The menacing and mysterious prevail. Ominous signs are written into the darkening skies and frozen tundra. Hazy mists cloud the backdrops as a metaphor for uncertain times. It is the stuff of dark fantasy novels—but, then again, maybe not. In an age of global warming, genetic engineering, and artificial intelligence, perhaps such a fantastic landscape is not completely beyond the realm of plausibility. The series probes the indeterminate boundaries between humanity, technology, and nature.

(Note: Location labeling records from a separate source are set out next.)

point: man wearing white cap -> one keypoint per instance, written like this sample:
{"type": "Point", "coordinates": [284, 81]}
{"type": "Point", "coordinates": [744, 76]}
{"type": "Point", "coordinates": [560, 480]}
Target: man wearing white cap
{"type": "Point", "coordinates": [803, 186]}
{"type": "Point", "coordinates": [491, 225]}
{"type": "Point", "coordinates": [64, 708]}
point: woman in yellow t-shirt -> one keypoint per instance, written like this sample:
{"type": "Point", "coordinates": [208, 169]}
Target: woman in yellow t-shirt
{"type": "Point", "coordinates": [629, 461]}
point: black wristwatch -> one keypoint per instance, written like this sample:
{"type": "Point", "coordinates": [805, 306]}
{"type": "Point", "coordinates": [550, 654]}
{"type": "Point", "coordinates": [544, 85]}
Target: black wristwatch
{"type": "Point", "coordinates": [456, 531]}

Most eerie are those scenes that carry the residue of the familiar, such as a pair of snow-white owls perched on a picnic table, or a sheep that sits upright like a family dog. They index an absent human presence, leaving viewers to wonder where the people have gone. Indeed, many of the prints feature pairs of animals, as if an ark of creatures, abandoned by humans, were left to an unkind topography. Pallid flamingos entwine. Two moose lock in an eternal tussle. Weirdness reigns.

What is natural? The idea of digital and scientific manipulation is in question. In creating these images, Johan photographed live animals, taxidermy, and roadkill in theatrically constructed sets, contrived further through digital technology. The results are crisp, motionless tableaux, almost lifelike but not quite, skirting the preternatural. These animals live in the “uncanny valley,” a term referring to the aversion caused by robots that veer towards an uncomfortable, yet not quite human, realism. The sheer size of the photographs—nearly life-size—forces a direct confrontation with this strangeness: a startling encounter between human and beast, nature and machine, the artificial and the real.